Because you have them on two different connections to the gateway, Windows file sharing I don't think can be done. They don't see each other directly over a network segment, they only can reach each other by passing data to the server first. You may even have them on entirely different subnets for each NIC.

Windows Networking for file sharing doesn't use IP, it uses a non-routable protocol called NetBIOS. The way systems find each other is by broadcasting, which requires being on a single broadcast domain. Your computer isn't set up to forward such broadcasts from one NIC to the other, and I'm not sure any software routers can do that, but possibly. I think with WinXP (and you must install a WinXP sort of emulating software on a Win98SE machine to allow it to share with WinXP), the NetBIOS traffic is actually passed over IP, but still requires broadcasts to go through.

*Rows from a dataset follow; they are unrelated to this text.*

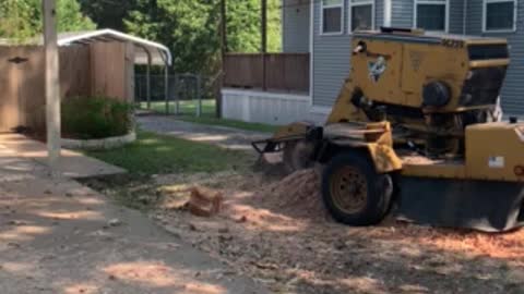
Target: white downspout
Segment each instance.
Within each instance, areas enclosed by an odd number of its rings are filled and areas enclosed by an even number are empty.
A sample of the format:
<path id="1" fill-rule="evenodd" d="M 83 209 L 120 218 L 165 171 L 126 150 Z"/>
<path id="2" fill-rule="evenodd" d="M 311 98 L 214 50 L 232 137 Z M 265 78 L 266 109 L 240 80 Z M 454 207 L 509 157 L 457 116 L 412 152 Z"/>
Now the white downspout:
<path id="1" fill-rule="evenodd" d="M 392 0 L 384 0 L 384 24 L 383 26 L 391 26 L 391 15 L 392 15 Z"/>
<path id="2" fill-rule="evenodd" d="M 463 13 L 463 19 L 462 19 L 462 35 L 466 35 L 467 29 L 467 0 L 464 0 L 464 13 Z"/>

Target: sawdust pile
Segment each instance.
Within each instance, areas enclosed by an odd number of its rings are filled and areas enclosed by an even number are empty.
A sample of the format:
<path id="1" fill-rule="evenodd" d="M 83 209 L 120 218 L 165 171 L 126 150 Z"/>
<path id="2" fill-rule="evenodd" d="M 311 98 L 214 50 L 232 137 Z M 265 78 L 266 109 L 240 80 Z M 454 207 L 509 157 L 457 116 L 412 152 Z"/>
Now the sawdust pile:
<path id="1" fill-rule="evenodd" d="M 320 176 L 313 169 L 297 171 L 253 197 L 261 206 L 300 219 L 329 219 L 322 204 Z"/>

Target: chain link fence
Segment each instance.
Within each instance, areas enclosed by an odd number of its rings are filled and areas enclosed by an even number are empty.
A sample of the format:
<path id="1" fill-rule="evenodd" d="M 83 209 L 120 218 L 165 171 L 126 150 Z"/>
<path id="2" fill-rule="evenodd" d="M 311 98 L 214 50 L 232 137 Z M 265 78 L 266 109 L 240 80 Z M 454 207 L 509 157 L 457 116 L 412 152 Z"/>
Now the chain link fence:
<path id="1" fill-rule="evenodd" d="M 165 75 L 152 74 L 150 81 L 151 97 L 147 97 L 147 76 L 135 75 L 135 102 L 140 109 L 177 115 L 216 115 L 216 78 L 195 74 L 170 75 L 167 99 Z"/>

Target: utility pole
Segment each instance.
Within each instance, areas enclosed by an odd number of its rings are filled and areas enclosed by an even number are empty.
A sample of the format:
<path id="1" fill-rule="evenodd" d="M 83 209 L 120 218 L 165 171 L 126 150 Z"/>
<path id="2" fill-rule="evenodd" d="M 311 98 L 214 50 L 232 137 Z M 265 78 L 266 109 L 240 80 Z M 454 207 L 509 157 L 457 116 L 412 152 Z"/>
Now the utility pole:
<path id="1" fill-rule="evenodd" d="M 47 151 L 53 175 L 60 159 L 60 78 L 57 45 L 56 0 L 43 0 L 44 44 L 46 53 Z"/>
<path id="2" fill-rule="evenodd" d="M 261 37 L 262 37 L 262 89 L 267 89 L 266 54 L 267 54 L 267 0 L 261 0 Z"/>
<path id="3" fill-rule="evenodd" d="M 227 53 L 227 4 L 226 0 L 221 0 L 221 61 L 222 72 L 218 76 L 219 87 L 216 94 L 216 118 L 222 117 L 222 88 L 224 87 L 224 79 L 226 75 L 226 53 Z"/>

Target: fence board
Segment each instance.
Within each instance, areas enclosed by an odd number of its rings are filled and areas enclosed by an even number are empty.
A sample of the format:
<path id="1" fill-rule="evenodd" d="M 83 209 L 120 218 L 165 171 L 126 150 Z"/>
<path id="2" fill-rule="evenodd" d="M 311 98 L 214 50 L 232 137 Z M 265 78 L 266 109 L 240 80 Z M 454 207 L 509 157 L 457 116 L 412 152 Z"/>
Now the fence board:
<path id="1" fill-rule="evenodd" d="M 224 60 L 226 87 L 263 87 L 263 56 L 229 53 Z M 269 53 L 265 58 L 267 90 L 309 91 L 309 53 Z"/>
<path id="2" fill-rule="evenodd" d="M 13 59 L 19 62 L 10 62 Z M 0 47 L 0 132 L 12 132 L 17 126 L 44 132 L 44 60 L 43 47 Z M 98 93 L 126 99 L 129 84 L 133 83 L 127 70 L 123 44 L 60 48 L 60 96 L 67 99 Z"/>

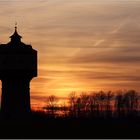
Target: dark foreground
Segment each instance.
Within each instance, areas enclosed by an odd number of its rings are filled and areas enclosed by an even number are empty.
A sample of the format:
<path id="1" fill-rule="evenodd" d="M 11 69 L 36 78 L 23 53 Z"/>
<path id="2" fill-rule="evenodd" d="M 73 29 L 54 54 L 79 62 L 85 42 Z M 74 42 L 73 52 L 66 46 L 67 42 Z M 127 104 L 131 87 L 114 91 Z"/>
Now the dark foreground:
<path id="1" fill-rule="evenodd" d="M 140 118 L 0 118 L 0 138 L 140 138 Z"/>

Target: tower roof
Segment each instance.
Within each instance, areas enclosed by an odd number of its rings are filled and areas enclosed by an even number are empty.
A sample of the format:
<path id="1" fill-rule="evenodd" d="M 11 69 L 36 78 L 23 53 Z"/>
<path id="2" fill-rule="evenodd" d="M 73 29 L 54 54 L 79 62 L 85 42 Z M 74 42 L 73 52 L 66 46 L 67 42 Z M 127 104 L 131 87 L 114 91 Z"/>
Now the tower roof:
<path id="1" fill-rule="evenodd" d="M 20 41 L 22 36 L 20 36 L 17 32 L 17 26 L 15 26 L 15 32 L 13 35 L 10 36 L 11 41 Z"/>

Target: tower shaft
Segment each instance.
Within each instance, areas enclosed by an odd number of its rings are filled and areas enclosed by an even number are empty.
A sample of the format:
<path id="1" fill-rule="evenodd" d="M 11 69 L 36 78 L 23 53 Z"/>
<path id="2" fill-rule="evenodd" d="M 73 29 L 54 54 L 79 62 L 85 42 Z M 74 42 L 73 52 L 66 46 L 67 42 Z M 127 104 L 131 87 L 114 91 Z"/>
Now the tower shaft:
<path id="1" fill-rule="evenodd" d="M 29 79 L 6 78 L 2 80 L 1 111 L 5 114 L 30 112 Z"/>

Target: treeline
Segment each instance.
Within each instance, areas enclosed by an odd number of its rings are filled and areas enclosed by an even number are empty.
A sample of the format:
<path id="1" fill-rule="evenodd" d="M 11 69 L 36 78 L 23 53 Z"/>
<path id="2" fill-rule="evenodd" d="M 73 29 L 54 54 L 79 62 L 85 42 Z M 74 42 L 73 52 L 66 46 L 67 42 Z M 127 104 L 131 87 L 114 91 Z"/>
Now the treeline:
<path id="1" fill-rule="evenodd" d="M 58 106 L 54 95 L 47 98 L 46 112 L 55 117 L 93 118 L 93 117 L 137 117 L 140 109 L 140 96 L 135 90 L 118 91 L 117 93 L 85 92 L 77 95 L 70 93 L 68 105 Z"/>

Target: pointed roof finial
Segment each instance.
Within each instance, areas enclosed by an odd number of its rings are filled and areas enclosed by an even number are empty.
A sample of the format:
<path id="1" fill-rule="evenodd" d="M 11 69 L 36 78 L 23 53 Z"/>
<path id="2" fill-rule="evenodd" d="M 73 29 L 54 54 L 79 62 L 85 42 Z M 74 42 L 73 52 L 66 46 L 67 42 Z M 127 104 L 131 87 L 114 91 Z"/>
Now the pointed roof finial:
<path id="1" fill-rule="evenodd" d="M 17 31 L 17 22 L 15 22 L 15 30 Z"/>
<path id="2" fill-rule="evenodd" d="M 15 22 L 15 32 L 13 35 L 10 36 L 11 40 L 16 40 L 16 41 L 20 41 L 20 39 L 22 38 L 22 36 L 20 36 L 17 32 L 17 22 Z"/>

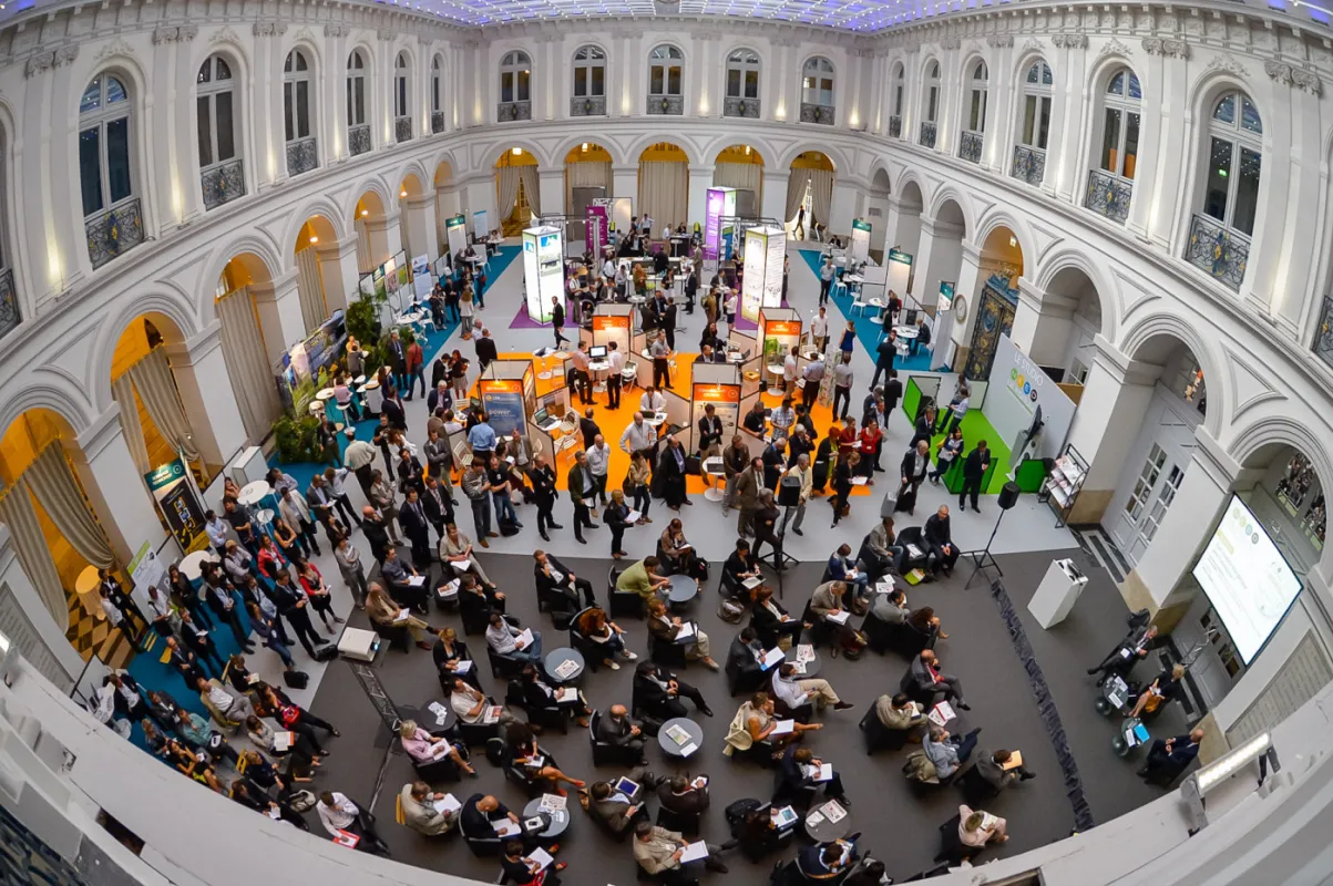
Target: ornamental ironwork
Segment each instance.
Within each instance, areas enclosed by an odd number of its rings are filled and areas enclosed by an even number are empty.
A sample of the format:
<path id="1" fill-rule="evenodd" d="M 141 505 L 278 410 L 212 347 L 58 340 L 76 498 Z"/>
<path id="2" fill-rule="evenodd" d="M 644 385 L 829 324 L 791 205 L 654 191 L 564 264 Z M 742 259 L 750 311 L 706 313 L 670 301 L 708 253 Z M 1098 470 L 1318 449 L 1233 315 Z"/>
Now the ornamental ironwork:
<path id="1" fill-rule="evenodd" d="M 837 109 L 833 105 L 817 105 L 809 101 L 801 103 L 801 123 L 818 123 L 832 127 L 836 116 Z"/>
<path id="2" fill-rule="evenodd" d="M 1046 152 L 1032 145 L 1014 145 L 1013 177 L 1029 185 L 1040 185 L 1046 177 Z"/>
<path id="3" fill-rule="evenodd" d="M 1098 216 L 1106 216 L 1117 225 L 1129 217 L 1129 199 L 1134 196 L 1134 184 L 1110 175 L 1105 169 L 1088 173 L 1088 199 L 1084 205 Z"/>
<path id="4" fill-rule="evenodd" d="M 1240 292 L 1249 264 L 1249 237 L 1228 230 L 1216 219 L 1194 213 L 1185 260 L 1232 292 Z"/>
<path id="5" fill-rule="evenodd" d="M 199 184 L 204 189 L 204 209 L 216 209 L 237 197 L 244 197 L 245 176 L 243 172 L 241 159 L 236 157 L 199 173 Z"/>
<path id="6" fill-rule="evenodd" d="M 84 221 L 88 258 L 100 268 L 144 241 L 144 212 L 139 197 Z"/>

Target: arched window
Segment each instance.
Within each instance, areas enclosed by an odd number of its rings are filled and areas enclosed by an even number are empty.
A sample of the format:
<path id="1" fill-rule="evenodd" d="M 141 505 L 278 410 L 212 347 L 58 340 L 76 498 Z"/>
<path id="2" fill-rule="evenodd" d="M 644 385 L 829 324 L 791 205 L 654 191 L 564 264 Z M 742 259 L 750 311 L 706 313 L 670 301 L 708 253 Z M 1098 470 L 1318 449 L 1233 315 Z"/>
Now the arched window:
<path id="1" fill-rule="evenodd" d="M 393 60 L 393 139 L 396 141 L 412 139 L 412 105 L 408 104 L 412 97 L 408 89 L 411 84 L 409 71 L 408 53 L 400 52 L 399 57 Z"/>
<path id="2" fill-rule="evenodd" d="M 607 53 L 601 47 L 579 47 L 575 52 L 575 92 L 569 101 L 573 117 L 607 113 Z"/>
<path id="3" fill-rule="evenodd" d="M 199 136 L 199 183 L 204 208 L 215 209 L 245 195 L 245 176 L 236 139 L 236 81 L 221 56 L 208 56 L 195 79 Z"/>
<path id="4" fill-rule="evenodd" d="M 500 120 L 532 120 L 532 59 L 521 49 L 500 59 Z"/>
<path id="5" fill-rule="evenodd" d="M 1022 76 L 1022 121 L 1013 148 L 1013 175 L 1029 185 L 1040 185 L 1046 177 L 1053 84 L 1050 65 L 1044 59 L 1033 61 Z"/>
<path id="6" fill-rule="evenodd" d="M 685 113 L 685 56 L 672 45 L 648 53 L 648 113 Z"/>
<path id="7" fill-rule="evenodd" d="M 131 171 L 132 115 L 124 81 L 111 73 L 93 77 L 79 99 L 79 183 L 93 268 L 143 242 Z"/>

Look into FreeSCO, and the Linux Router Project. You may be able to find something on their forums about it. You can also check with the makers of Smoothwall and see if there is a way to make broadcasts be forwarded, so the computer ends up acting like a bridge between the two NICs (though you will have to have both computers and NICs set to the same subnet in all likelihood). Finding out if you can allow broadcasts between the two NICs is the first step, maybe the IPs are a non-issue.

You could also map a drive letter between each machine, using their IP, rather than the computer name through Windows Networking.